My interests are for strange reasons centered around a line from the French Alps to Helsinki. Since December 2000 I live and work in Copenhagen, the capital of Denmark. Or, more precisely, I live in what's evolving into Copenhagen's easternmost suburb, the town Malmö in Sweden.
Having moved quite a few times in my life, both as a child and as an adult, I have a certain interest for Xenophobia and nationalist prejudices. The fate of linguistic, religious and ethnic minorities in Germany, in the European Union and in Europe as a whole, can usually get me heavily involved in boring discussions on transculturation. It will be hard, but I am doing my best to avoid that while here.
I consider myself (among other things):
My formal education is limited, to express it mildly. I wasn't tuned in on school and homework when I was in that age. Much of my life ever since has been sort of a compensation for that. My Wikipedia editing also - for sure!

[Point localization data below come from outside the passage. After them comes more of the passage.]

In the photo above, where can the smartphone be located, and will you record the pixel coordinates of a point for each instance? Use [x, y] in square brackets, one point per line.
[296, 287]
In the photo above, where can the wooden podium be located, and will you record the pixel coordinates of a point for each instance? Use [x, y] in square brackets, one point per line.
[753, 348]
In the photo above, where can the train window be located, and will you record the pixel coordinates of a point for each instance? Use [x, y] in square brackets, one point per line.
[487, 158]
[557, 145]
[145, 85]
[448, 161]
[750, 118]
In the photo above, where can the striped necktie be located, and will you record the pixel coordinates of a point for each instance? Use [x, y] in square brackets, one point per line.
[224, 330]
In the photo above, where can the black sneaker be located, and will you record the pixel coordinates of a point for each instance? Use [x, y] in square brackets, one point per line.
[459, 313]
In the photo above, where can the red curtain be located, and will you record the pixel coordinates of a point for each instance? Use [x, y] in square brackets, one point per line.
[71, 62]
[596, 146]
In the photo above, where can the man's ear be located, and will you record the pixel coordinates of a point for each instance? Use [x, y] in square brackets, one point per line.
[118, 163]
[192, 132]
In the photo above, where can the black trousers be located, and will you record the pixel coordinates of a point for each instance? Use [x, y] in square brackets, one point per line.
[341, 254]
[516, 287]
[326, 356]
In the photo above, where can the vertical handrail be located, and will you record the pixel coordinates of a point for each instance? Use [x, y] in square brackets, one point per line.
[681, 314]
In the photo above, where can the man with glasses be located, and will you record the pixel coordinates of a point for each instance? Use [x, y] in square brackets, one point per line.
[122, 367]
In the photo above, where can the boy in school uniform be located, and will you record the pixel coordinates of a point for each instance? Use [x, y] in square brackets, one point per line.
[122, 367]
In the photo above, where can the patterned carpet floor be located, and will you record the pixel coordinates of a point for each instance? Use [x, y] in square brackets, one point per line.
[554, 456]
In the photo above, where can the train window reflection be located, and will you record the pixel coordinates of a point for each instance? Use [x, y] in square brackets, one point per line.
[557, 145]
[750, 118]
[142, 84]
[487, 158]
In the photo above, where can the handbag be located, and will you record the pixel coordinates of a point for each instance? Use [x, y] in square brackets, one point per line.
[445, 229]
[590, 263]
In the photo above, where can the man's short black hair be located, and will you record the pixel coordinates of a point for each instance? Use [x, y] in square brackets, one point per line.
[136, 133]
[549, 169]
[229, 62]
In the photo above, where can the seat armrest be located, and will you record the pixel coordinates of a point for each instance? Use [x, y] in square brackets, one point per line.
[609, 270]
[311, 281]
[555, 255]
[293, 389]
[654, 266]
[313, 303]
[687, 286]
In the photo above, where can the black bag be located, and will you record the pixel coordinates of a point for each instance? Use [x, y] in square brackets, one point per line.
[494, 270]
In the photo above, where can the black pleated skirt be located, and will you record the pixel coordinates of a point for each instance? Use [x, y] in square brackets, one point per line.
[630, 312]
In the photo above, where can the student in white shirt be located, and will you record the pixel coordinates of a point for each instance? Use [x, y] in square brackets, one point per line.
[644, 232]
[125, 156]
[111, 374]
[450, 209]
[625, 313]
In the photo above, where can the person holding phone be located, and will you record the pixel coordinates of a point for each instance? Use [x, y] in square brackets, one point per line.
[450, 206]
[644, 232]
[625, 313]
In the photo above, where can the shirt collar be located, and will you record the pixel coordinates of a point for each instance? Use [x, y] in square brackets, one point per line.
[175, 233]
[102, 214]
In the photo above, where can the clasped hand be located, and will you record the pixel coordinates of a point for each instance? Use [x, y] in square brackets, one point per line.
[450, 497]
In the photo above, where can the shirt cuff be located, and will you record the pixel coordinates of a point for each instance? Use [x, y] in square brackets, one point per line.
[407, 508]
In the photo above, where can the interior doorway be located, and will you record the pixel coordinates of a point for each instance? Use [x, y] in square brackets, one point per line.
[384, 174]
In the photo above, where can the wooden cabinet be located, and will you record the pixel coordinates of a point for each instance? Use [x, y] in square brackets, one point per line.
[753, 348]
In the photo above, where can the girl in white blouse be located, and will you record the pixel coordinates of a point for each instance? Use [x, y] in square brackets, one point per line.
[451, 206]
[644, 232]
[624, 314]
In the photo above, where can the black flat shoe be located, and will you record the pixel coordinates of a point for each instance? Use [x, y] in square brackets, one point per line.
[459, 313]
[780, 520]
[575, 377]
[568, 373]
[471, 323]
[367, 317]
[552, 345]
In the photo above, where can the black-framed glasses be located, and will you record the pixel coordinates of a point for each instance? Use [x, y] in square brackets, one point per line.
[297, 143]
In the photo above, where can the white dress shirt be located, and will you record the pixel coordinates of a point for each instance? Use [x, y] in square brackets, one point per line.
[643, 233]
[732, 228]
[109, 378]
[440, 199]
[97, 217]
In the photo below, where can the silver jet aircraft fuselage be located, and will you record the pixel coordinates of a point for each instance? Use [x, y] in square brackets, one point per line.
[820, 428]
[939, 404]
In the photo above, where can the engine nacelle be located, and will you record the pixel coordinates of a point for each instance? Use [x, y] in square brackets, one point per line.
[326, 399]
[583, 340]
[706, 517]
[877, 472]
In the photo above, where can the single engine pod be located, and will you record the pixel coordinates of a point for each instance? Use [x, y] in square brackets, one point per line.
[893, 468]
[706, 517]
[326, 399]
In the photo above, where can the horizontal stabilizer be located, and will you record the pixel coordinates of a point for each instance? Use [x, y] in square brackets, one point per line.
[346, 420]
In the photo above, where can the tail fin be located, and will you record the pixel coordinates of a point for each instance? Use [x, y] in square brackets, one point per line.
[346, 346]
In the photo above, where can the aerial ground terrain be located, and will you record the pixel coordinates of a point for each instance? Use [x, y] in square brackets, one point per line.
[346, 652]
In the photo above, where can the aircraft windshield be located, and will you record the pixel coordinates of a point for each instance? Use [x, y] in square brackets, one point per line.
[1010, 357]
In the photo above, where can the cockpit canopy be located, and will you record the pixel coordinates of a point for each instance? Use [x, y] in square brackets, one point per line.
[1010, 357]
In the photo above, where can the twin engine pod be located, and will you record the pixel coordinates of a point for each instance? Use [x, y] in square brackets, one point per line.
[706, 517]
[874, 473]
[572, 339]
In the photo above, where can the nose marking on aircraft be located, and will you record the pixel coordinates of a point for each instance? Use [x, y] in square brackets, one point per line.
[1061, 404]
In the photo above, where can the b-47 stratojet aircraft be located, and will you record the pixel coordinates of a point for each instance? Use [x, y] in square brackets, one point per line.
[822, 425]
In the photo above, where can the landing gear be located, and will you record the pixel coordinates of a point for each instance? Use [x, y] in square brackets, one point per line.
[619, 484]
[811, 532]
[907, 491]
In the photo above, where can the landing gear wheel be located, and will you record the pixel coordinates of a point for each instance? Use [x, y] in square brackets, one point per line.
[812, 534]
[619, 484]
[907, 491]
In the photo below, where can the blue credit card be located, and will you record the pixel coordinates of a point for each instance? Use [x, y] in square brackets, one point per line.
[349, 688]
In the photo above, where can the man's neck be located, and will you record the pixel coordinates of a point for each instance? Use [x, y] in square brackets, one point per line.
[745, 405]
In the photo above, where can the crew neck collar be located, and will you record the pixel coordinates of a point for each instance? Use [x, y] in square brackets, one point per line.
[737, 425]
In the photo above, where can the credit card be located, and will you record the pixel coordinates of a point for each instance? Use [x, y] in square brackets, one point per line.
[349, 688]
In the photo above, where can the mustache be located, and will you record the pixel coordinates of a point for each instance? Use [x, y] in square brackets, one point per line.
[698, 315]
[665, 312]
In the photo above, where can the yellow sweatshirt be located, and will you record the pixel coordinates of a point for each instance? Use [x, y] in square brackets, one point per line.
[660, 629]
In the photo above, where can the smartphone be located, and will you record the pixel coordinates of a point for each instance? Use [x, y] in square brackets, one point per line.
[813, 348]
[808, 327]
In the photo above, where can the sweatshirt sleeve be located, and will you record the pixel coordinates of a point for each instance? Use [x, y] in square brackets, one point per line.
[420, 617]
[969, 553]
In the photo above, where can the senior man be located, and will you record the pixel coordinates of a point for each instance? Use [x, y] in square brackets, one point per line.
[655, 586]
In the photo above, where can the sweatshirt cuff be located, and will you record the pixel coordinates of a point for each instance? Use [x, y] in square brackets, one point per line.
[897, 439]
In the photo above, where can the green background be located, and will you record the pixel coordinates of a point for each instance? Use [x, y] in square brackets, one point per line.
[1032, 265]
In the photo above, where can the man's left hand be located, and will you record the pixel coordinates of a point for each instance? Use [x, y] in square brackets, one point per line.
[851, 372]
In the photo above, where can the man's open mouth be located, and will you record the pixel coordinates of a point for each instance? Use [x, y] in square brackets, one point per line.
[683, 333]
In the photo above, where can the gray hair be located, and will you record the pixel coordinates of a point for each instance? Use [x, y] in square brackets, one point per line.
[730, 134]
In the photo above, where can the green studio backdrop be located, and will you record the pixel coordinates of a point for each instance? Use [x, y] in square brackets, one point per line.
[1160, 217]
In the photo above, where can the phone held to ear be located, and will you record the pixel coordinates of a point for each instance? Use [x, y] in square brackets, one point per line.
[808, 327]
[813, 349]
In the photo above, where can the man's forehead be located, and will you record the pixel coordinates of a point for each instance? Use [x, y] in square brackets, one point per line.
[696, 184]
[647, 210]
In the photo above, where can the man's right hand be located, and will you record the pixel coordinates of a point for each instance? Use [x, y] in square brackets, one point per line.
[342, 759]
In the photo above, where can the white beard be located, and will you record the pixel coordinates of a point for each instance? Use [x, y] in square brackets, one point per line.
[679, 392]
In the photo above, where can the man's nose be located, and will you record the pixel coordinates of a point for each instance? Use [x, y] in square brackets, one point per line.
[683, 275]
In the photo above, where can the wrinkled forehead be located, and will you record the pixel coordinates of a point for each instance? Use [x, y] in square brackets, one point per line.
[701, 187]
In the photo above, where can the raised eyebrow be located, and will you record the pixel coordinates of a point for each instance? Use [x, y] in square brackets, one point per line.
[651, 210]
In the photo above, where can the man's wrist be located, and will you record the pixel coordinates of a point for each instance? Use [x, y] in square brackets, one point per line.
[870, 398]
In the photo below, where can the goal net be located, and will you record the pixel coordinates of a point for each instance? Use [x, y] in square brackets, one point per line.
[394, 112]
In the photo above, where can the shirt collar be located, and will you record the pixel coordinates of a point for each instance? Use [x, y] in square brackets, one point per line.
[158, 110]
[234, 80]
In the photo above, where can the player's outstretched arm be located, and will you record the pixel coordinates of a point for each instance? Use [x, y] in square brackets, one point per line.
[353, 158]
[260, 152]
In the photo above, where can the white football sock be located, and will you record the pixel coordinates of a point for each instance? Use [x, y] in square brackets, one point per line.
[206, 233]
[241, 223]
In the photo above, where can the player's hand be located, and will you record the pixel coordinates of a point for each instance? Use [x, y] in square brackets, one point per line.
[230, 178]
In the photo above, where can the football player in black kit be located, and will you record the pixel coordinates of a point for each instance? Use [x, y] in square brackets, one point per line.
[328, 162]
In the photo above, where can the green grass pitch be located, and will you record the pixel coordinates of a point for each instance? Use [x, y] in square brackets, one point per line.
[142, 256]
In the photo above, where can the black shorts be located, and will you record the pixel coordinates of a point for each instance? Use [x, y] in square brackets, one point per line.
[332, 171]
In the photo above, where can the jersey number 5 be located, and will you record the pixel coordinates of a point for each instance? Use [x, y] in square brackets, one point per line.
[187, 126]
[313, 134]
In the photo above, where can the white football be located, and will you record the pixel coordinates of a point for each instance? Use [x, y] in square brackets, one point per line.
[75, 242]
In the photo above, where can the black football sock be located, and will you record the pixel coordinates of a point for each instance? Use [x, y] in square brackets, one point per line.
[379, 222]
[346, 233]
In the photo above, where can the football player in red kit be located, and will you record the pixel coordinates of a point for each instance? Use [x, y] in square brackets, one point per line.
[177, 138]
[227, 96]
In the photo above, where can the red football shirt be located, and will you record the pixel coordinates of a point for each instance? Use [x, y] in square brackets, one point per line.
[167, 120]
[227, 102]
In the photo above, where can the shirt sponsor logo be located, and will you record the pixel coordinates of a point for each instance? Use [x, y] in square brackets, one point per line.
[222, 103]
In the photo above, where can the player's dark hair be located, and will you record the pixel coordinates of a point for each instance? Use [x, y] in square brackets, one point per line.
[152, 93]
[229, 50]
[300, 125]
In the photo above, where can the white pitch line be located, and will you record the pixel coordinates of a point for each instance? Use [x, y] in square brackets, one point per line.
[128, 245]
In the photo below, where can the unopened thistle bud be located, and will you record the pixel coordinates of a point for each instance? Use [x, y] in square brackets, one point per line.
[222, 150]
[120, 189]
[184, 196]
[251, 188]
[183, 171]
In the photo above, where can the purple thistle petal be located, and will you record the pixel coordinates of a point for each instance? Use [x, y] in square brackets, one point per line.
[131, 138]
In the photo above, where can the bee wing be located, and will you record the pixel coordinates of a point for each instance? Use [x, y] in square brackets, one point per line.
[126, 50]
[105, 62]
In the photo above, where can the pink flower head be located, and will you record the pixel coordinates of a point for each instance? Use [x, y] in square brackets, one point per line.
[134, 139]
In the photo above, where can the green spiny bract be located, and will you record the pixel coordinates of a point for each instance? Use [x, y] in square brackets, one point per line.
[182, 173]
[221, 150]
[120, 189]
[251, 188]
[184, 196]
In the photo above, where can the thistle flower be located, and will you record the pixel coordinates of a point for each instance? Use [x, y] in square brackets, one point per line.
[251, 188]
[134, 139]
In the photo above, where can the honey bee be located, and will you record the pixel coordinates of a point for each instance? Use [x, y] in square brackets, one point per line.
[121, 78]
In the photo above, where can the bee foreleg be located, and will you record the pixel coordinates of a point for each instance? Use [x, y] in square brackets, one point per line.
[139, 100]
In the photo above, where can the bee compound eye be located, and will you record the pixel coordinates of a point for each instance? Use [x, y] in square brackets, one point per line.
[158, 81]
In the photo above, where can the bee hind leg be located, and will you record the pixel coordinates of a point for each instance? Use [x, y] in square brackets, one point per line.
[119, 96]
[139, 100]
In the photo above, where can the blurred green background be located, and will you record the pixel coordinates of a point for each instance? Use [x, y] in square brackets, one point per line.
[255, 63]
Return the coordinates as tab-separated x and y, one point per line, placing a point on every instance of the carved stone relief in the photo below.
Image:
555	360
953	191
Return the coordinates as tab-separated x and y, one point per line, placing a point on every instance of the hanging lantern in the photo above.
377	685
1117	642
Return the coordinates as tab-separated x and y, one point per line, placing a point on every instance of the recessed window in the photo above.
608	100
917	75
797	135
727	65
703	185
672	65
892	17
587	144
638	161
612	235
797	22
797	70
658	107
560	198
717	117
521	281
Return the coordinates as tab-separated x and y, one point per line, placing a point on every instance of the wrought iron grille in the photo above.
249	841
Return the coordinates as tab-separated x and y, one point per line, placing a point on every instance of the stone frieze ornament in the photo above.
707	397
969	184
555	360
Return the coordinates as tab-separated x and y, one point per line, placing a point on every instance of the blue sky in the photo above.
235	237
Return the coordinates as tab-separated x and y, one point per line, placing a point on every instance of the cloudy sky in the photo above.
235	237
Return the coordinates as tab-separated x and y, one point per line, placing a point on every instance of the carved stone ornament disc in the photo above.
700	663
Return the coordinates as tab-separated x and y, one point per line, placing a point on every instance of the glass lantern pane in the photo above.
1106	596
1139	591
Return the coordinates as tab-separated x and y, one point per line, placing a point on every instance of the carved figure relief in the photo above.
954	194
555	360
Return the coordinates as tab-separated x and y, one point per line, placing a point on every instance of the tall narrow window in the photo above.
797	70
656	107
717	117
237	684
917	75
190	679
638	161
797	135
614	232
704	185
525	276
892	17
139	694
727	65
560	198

On my handle, it can be noted that it has nothing with reality to do. I've never had any RL connection with the Ruhrgebiet. My not-so-clever classmates did however not believe me, when I as a 12 year's old arrived in the class, telling that I came from a country-town in westernmost Germany, West of Osnabrück. In "Westernmost Germany?" They knew nothing but Ruhr there, and I made the mistake to try to correct the misconception with exaggerated enthusiasm, ...why the name stuck on me. ;->
In retrospect great impacts and influences from friends and relatives are obvious, like when my closest friend celebrated his 18th birthday by proudly declaring he was to undergo Bris milah, learn Yiddish and start practicing Judaism, or when my great-aunt revealed how her much beloved big-sister (that was my grand-mother) had been an enthusiastic local activist of Bund Deutscher Mädel, giving a picture of their perception of Nazi ideology which hadn't much in common with how it has become known after World War II.